2. Disallowance of Expenses Related to Doctors:
The AO disallowed expenses related to doctors, including travel, conveyance, conference expenses, and gifts, based on the CBDT Circular No. 5/2012 and the IMC Regulations. The DRP provided partial relief, deleting disallowances for cost of samples and literature. The Tribunal remitted the issue back to the AO for a fresh examination in light of the Supreme Court's decision in Apex Laboratories Pvt. Ltd. vs. DCIT, which upheld the validity of the CBDT circular. The Tribunal directed the AO to critically evaluate each expense to determine if it violated the IMC regulations.

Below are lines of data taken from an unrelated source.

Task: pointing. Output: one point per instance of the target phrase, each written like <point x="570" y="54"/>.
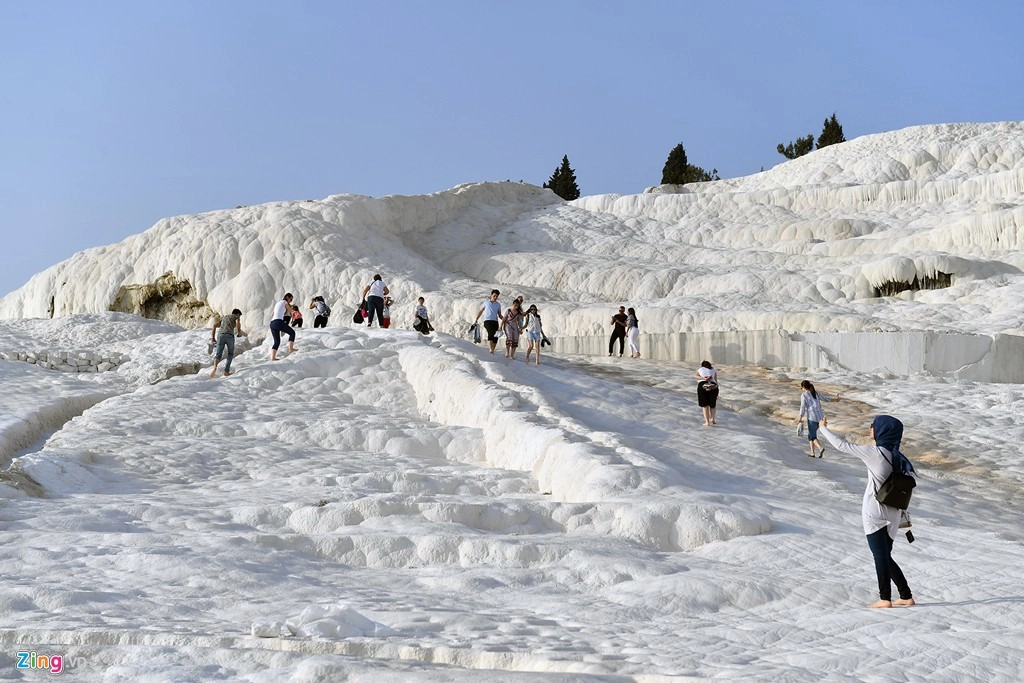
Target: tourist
<point x="278" y="325"/>
<point x="374" y="294"/>
<point x="228" y="327"/>
<point x="617" y="332"/>
<point x="535" y="332"/>
<point x="810" y="404"/>
<point x="633" y="333"/>
<point x="707" y="391"/>
<point x="422" y="324"/>
<point x="512" y="326"/>
<point x="323" y="311"/>
<point x="492" y="311"/>
<point x="881" y="521"/>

3. Disallowance of Contribution Towards Gratuity Fund:
The AO disallowed Rs. 72,87,811 towards the gratuity fund, citing non-disclosure in the tax audit report. The DRP directed the AO to verify the payment details. The Tribunal remitted the issue back to the AO for verification, noting that the contribution was made before the due date for filing the return and should be allowed as per the Supreme Court's decision in Goetze (India) Ltd. v. CIT.

4. Disallowance of Expenditure Incurred Under Voluntary Retirement Scheme (VRS):
The AO disallowed one-fifth of the VRS payment, citing non-disclosure in the tax audit report. The DRP directed the AO to verify the facts. The Tribunal remitted the issue back to the AO for verification, noting that the auditor's inadvertent mistake in the tax audit report should not lead to the denial of the deduction.

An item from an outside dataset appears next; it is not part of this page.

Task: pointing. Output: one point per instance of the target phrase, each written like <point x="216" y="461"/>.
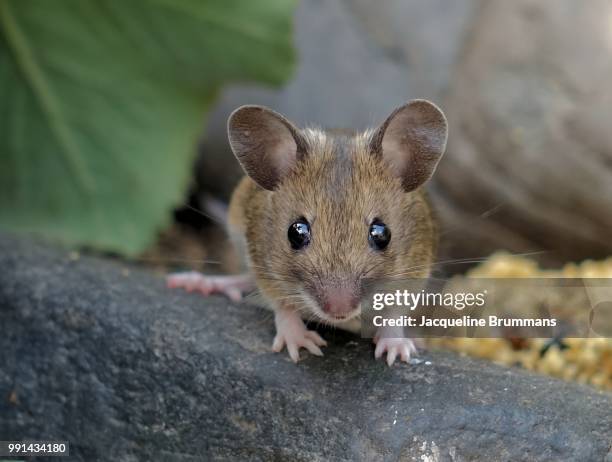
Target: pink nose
<point x="339" y="302"/>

5. Disallowance Under Section 40(a)(ia):
The assessee did not press this ground, and it was dismissed as not pressed.

6. Interest Computation Under Section 234C and 234D:
The Tribunal directed the AO to verify and compute the interest under Section 234C based on the income declared in the revised return. The issue under Section 234D was not specifically addressed.

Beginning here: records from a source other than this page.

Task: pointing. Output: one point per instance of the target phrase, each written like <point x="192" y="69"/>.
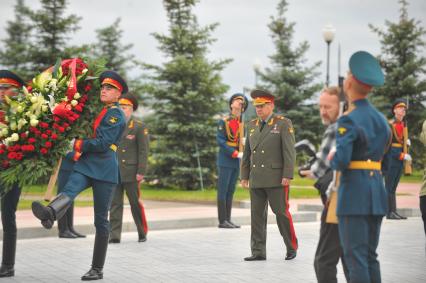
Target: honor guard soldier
<point x="229" y="137"/>
<point x="267" y="169"/>
<point x="10" y="84"/>
<point x="132" y="159"/>
<point x="396" y="156"/>
<point x="363" y="137"/>
<point x="96" y="166"/>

7. Additional Legal Ground Regarding Refund of Excess Taxes Paid on Distribution of Dividend:
The Tribunal admitted the additional legal ground regarding the refund of excess taxes paid on distribution of dividend, relying on the decision in Giesecke & Devrient India Pvt Ltd Vs ACIT. However, noting conflicting views on the issue and a pending reference to a larger bench, the Tribunal set aside the issue to the AO for fresh consideration in light of the law and the outcome of the larger bench's decision.

Conclusion:
The Tribunal dismissed the revenue's appeal and partly allowed the assessee's appeal, remitting several issues back to the AO for fresh examination and verification. The Tribunal emphasized the need for detailed scrutiny of expenses and adherence to legal precedents in determining the allowability of deductions and TP adjustments.